Getting older is just another step in life, and as of late, I am not so excited to walk down this aging path. Turning 25 recently was not a big a deal, I know. I have had bigger thrills in my life, like the time I ran naked down a set of train tracks while being chased by the cops. Not as big of a transition as I tentatively thought it would be. On "the big day" I got the usual forced awkward happy birthday wishes from disgruntled employees singing off-key at Iggy's Sports Bar and Grill, which I am always a fan of. Other than that, I simply walked around town, the gym it seemed, with an extra spring in my step being one year older. But along with that I was stuck at the fork wondering if being older really was “better.”

As the years go by and my facial hair gets thicker and coarser, I can't help but think about all the things that I will most likely be missing out on because I have to “grow up.” No more Saturday morning cartoons and faces covered in maple syrup from six helpings of French toast. No more building forts out of blankets that span the entire living room or time machines made out of cardboard boxes that have warp-speed capability. No more seeing how many pieces of Bazooka Joe gum I could fit in my mouth just because my best friend dared me to.

Playing baseball in the street long after the sun has gone down and my parents have called you in three times, that seemed to be out of the question. No more playing hot lava in my living room, jumping from couch cushion to couch cushion to avoid the ferociously molten rock shag carpet. No more eating 5 pounds of candy Halloween night and waking up the next morning with the excitement of a hummingbird, no sign of a caffeine headache in sight. No more wearing underwear on my head as a helmet while I explored the mystery caverns of a far off planet somewhere in my basement's imagination. No more going on a safari in search of an endangered hippopotoceratops hiding somewhere in my backyard. No more not caring about what the words “interest rate” or “expenditures” meant. No more building the world's premier photon torpedo bazooka out of a pillow, a water bottle and an old shoestring. No more sword fights with the cardboard tubes at the center of wrapping paper. No more having names for my stuffed animals.
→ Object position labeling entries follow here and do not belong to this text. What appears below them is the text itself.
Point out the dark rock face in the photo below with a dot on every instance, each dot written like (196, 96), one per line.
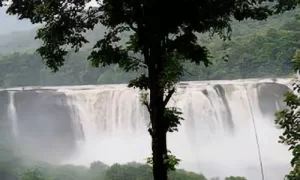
(228, 116)
(271, 97)
(45, 128)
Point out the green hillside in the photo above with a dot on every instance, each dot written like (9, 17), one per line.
(257, 49)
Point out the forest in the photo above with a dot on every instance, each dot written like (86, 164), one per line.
(257, 50)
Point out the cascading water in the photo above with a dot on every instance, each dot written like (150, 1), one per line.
(13, 114)
(216, 138)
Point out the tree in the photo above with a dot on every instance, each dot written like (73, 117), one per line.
(163, 34)
(289, 121)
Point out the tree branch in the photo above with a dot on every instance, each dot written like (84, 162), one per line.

It's as if all of that is coming to an end day by day, class by class, job by job. All of my childhood memories were being loaded into the scrapbook emporium of things that I would never ever experience again, and I will soon enough be getting after my own children for their goofball accomplishments. Things such as sterilizing themselves from cootie contamination after touching anything girl-related. Or playing video games for 17 hours straight and not being tired in the least degree when they are done. Staring at the T.V. aimlessly wondering if Wile E. Coyote is ever going to catch the Roadrunner. Or making up stories to my wife about how a polka dotted three-headed flying skunk threw their baseball through their living room window. Am I going to miss those things? The bike rides to the gas station on hot summer days to splurge on a diet of 7-Up, gummy worms and Oreo cookies and not feeling guilty about how many calories I was consuming? Let alone, not even knowing what a calorie is in the first place. Pillow fights with my best friend at 3 a.m. in our weekly tree house sleepover. The secret clubs with the secret password being “boys rule, girls drool.” Or what about sticking up my parents, wearing a pair of old nylons over my face so mom and dad would'nt recognize who I was. Is it all a sham now?
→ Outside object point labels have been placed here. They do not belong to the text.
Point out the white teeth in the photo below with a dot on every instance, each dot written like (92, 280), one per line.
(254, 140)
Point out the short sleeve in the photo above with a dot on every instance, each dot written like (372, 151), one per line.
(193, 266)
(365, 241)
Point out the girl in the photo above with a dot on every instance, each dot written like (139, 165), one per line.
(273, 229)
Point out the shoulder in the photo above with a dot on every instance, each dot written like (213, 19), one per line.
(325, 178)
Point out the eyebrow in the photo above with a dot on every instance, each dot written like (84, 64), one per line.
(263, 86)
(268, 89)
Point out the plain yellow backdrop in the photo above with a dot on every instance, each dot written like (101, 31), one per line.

Time goes on and things begin to change: bowl cuts to baldness; sugar frosted cocoa bombs to Shredded Wheat, Spiderman tighty-whiteys to silk boxers. The glorious days of being a kid are left behind to embrace a world full of taxes, insurance payments and 401 K's. The stereotypical Toys “R” Us clichés like I don't want to grow up or anything typical like that are not something that I was banking on. But I think to myself as the years go by, jobs are taken, bills are paid and memories are forgotten. I may have to mature and become a responsible adult, but dang I am going to miss being a kid, the days where nothing matters, the days where monsters lived in the closet and under the bed. The days where Kool-Aid and Skittles were an ample food supply, the glory days of being a kid.

What do you think?


  1. Good can do all those things with your kids one day!!

  2. Who knew that when you were in the 4th grade and I was making you do your homework that you would become such a great writer. I loved this post. Thanks for making me stop and think about days gone by.